A grande exceção à onda da desigualdade nos últimos anos tem sido a América Latina. Governos progressistas em toda a região viraram as costas para um modelo econômico desastroso, assumiram de volta os recursos do controle corporativo e reduziram a desigualdade. O número dos que vivem com menos de US$ 2 por dia caiu de 108 para 53 milhões em pouco mais de uma década. A China, que também rejeitou a maior parte do catecismo neoliberal, tem visto nitidamente a crescente desigualdade em casa, mas também tirou mais pessoas da pobreza do que o resto do mundo combinado, compensando a crescente disparidade de renda global.

Estes dois casos demonstram que o aumento da desigualdade e da pobreza estão muito longe de ser inevitável. É o resultado de decisões políticas e econômicas. As pessoas que pensam da oligarquia de Davos percebem que permitir que as coisas continuam como estão é perigoso. Então, alguns querem um "capitalismo mais inclusivo" -- incluindo impostos progressivos -- para salvar o sistema de si mesmo.

Mas, certamente não vai acontecer como resultado de discussões nas montanhas ou em ansiosos almoços Guildhall. Quaisquer que sejam os sentimentos de alguns barões corporativos, os interesses corporativos e escusos da elite -- incluindo as organizações que controlam e as estruturas políticas que colonizaram - têm mostrado que eles vão combater mesmo as mais modestas reformas com unhas e dentes. Para se ter uma ideia, basta ouvir os gritos de protesto, incluindo de alguns de seu próprio partido, contra os planos de Ed Miliband de taxar as casas de valor superior a R$ 2 milhões para financiar o serviço de saúde, ou a demanda da reformista Fabian Society de que o líder do Partido Trabalhista seja mais pró-business (leia pró-empresarial), ou o muro de resistência do Congresso para as suaves propostas de tributação redistributiva do presidente Barack Oabama.

Talvez uma parte da elite preocupada pode estar preparada para pagar um pouco mais impostos.
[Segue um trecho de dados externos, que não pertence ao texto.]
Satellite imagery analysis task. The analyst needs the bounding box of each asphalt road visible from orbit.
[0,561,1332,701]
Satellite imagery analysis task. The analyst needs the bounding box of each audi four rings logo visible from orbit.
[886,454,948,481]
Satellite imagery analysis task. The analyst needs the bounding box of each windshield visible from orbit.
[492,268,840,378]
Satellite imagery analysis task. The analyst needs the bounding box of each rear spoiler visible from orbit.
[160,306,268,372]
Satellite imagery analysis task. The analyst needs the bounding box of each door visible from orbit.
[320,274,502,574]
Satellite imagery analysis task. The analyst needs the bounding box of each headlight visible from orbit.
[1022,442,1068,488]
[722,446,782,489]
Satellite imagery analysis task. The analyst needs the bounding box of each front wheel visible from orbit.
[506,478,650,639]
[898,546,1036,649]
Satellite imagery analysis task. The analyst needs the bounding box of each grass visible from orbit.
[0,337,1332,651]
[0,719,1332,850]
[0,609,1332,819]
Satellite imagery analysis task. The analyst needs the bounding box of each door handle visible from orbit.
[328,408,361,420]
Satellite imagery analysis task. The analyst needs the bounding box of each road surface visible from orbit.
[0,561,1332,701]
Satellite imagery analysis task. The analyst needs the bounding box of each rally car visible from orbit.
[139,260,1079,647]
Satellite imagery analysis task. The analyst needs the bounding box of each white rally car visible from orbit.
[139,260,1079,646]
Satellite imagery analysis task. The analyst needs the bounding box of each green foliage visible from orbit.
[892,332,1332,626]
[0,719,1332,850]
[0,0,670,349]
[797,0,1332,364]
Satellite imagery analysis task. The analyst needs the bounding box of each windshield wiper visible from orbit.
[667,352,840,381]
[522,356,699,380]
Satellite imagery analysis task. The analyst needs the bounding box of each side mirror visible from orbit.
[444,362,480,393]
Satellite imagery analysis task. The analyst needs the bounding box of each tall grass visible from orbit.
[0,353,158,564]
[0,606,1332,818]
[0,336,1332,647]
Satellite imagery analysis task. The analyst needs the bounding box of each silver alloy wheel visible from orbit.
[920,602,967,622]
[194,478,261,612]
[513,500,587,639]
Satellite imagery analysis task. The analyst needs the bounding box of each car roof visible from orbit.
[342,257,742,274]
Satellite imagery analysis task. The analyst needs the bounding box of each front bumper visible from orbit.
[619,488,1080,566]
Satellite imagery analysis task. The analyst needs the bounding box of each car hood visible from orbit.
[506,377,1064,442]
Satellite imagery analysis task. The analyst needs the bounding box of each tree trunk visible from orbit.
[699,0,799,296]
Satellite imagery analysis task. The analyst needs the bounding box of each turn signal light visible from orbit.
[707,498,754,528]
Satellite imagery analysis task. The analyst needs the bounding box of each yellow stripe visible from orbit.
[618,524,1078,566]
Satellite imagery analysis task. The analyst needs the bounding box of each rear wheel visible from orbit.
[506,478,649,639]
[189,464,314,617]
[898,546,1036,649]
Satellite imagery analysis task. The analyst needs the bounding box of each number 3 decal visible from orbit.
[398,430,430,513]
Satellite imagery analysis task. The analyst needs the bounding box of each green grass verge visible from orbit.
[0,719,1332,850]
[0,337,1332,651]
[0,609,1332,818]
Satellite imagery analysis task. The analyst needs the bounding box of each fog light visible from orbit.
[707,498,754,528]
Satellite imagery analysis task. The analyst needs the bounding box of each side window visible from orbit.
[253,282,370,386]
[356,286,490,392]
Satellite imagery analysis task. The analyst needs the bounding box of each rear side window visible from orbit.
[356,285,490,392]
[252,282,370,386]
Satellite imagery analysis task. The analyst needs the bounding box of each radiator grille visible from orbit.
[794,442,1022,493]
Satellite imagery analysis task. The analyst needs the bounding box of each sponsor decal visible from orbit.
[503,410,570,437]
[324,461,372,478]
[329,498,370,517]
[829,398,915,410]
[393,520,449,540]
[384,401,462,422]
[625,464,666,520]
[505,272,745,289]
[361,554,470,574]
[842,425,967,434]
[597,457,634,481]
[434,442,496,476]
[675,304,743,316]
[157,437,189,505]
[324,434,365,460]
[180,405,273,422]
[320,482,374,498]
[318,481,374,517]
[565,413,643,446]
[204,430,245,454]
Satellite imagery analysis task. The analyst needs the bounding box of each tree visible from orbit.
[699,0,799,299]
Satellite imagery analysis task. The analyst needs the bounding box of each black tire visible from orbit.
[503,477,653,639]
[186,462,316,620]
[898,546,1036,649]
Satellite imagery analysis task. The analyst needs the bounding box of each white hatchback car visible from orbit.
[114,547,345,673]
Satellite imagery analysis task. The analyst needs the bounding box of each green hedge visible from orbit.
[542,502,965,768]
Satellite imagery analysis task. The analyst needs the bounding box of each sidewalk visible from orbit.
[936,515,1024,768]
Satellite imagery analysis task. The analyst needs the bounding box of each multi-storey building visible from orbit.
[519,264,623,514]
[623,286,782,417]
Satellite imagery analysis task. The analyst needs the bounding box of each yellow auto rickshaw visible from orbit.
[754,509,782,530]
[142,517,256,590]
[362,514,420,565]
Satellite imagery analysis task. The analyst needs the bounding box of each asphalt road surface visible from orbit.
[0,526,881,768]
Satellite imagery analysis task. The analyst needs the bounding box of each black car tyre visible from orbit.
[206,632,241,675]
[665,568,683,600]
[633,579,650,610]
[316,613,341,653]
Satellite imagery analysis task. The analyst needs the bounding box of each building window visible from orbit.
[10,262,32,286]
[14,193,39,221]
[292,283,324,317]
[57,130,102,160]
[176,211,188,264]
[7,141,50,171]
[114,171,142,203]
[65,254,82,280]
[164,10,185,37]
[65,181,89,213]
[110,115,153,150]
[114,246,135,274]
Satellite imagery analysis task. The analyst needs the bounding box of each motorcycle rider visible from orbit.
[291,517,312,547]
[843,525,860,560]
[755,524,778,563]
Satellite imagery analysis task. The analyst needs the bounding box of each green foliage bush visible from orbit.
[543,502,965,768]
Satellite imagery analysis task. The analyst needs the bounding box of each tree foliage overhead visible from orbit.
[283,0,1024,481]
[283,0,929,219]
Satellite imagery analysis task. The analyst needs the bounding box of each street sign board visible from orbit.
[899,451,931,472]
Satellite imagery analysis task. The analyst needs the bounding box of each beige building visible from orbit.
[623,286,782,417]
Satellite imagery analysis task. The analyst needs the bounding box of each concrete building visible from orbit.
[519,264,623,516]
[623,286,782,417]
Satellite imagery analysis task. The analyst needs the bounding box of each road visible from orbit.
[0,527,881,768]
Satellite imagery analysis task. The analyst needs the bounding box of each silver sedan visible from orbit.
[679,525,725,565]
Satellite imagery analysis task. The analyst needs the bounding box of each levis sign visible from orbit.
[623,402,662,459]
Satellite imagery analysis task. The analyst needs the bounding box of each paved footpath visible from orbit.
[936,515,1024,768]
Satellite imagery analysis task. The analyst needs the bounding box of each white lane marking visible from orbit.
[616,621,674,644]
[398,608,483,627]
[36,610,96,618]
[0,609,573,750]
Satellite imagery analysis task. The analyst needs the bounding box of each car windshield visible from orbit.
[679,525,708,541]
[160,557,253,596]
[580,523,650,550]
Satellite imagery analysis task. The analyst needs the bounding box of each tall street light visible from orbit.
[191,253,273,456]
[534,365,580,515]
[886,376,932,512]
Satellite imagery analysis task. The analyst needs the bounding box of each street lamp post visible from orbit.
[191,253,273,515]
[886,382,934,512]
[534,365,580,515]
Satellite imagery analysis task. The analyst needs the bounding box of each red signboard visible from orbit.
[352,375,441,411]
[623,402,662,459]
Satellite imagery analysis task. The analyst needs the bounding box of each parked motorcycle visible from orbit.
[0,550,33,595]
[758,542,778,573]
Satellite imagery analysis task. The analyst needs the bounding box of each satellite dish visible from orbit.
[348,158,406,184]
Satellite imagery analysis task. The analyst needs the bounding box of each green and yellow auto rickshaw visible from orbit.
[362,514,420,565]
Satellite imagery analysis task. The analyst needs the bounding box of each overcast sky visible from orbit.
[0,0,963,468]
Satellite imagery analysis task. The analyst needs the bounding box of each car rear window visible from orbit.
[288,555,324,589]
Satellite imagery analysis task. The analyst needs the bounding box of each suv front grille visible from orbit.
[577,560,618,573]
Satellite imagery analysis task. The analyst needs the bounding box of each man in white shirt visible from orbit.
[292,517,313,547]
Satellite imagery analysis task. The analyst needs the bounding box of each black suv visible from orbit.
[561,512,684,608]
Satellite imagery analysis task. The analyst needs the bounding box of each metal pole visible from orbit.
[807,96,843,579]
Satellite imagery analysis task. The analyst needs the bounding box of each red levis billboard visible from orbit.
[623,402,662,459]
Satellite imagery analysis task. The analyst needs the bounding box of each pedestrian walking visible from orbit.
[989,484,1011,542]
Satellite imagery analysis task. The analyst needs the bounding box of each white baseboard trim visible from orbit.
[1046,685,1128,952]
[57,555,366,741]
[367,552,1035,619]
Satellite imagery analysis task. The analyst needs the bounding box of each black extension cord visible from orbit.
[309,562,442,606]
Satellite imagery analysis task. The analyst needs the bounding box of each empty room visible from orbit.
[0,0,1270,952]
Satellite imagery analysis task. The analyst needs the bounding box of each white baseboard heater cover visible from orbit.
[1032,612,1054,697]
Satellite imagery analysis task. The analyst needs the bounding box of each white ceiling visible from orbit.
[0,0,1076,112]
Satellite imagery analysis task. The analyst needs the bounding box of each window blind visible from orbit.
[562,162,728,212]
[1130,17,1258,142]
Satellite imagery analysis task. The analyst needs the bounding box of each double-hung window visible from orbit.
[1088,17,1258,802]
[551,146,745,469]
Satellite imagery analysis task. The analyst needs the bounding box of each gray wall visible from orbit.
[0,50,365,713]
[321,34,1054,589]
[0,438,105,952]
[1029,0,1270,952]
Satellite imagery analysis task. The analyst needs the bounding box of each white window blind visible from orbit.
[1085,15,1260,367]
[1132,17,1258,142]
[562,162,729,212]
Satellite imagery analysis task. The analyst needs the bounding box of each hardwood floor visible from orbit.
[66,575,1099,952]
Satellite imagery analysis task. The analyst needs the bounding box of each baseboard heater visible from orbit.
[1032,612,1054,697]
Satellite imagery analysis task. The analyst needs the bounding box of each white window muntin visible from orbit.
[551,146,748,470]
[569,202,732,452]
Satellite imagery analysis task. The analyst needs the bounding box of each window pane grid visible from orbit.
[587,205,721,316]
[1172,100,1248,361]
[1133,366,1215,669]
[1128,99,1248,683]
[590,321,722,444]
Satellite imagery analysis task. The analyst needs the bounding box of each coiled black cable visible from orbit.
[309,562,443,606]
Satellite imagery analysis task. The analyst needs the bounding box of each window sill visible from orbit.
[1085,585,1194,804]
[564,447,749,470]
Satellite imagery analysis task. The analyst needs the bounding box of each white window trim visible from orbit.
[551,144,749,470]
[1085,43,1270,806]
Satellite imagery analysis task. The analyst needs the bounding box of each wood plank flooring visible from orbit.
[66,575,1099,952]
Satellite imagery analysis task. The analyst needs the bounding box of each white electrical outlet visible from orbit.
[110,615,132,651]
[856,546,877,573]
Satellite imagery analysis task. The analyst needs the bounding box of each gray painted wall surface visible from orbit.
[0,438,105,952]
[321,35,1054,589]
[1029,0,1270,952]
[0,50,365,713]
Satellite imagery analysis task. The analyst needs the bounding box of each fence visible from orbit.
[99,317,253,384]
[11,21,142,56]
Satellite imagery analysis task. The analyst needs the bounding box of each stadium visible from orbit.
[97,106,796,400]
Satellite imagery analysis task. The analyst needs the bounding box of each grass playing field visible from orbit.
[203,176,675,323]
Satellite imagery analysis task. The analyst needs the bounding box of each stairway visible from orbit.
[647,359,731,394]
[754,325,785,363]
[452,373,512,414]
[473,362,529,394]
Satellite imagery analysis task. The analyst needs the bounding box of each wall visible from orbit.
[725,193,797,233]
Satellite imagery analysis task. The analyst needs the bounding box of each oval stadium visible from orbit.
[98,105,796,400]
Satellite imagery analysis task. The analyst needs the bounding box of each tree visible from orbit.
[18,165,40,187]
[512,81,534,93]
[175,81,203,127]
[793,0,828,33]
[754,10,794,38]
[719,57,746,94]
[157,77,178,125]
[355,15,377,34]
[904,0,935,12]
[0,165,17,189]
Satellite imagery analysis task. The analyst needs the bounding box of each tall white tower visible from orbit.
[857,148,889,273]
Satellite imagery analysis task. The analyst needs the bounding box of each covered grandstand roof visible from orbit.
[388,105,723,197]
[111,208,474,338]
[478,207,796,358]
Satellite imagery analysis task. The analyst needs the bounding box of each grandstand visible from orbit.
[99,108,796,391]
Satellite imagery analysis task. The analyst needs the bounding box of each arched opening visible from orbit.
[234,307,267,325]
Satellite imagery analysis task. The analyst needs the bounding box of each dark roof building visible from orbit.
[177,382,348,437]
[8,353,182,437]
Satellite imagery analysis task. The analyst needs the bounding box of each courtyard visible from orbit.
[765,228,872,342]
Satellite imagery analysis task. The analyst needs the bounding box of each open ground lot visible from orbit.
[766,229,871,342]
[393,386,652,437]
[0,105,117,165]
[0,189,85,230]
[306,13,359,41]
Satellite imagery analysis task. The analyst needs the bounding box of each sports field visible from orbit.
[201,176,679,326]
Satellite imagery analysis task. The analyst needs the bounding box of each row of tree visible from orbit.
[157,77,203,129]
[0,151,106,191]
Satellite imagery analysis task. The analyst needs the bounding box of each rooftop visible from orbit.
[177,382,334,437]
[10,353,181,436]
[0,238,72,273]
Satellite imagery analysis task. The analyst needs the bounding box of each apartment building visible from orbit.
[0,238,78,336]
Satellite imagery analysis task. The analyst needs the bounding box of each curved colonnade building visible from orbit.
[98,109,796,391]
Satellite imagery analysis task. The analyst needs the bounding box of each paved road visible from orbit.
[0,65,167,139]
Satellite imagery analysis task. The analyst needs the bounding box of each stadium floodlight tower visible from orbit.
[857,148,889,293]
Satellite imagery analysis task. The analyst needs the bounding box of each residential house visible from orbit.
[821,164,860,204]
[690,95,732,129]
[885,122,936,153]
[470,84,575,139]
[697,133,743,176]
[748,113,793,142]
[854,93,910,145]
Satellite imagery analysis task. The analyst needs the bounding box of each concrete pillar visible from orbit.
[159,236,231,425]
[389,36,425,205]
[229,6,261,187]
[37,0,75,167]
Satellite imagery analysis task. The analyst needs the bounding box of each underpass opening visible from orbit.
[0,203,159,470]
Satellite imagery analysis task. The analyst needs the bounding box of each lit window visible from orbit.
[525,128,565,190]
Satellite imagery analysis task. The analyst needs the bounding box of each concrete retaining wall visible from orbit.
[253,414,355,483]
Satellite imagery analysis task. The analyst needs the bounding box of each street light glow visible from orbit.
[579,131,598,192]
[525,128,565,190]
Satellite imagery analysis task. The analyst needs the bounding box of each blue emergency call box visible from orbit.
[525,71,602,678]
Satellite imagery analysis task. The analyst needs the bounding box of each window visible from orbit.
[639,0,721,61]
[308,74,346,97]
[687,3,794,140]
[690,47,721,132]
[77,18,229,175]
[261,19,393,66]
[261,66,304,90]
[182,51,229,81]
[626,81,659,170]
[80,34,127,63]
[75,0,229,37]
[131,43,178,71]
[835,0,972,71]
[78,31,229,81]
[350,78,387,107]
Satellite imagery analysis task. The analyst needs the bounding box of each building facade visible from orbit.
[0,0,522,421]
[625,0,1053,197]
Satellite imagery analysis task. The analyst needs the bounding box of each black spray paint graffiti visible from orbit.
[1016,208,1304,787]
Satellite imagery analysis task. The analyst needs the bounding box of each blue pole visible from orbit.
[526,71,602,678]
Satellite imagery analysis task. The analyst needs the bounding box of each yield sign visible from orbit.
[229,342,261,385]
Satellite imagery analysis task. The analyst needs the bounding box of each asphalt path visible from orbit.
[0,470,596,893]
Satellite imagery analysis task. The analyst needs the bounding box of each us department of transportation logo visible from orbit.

O que eles não vão aceitar é qualquer mudança no equilíbrio de poder social -- e é por isso que, em um país após o outro, eles resistem a qualquer tentativa para fortalecer os sindicatos, mesmo sabendo que sindicatos fracos tem sido um fator crucial para o aumento da desigualdade no mundo industrializado.

É somente através de um desafio para os interesses arraigados que sugaram uma ordem econômica disfuncional que a maré da desigualdade será invertida. O partido anti-austeridade Syriza, favorito para vencer as eleições gregas neste fim de semana, está tentando fazer exatamente isso -- como a esquerda latino-americana conseguiu fazer ao longo da última década e meia. Mesmo para chegar a esse ponto é preciso movimentos sociais e políticos mais fortes para quebrar ou contornar o bloqueio de uma corrente política colonizada. Lágrimas de crocodilo sobre a desigualdade são sintomas de uma elite com medo. Mas a mudança só virá se houver pressão social implacável e desafio político.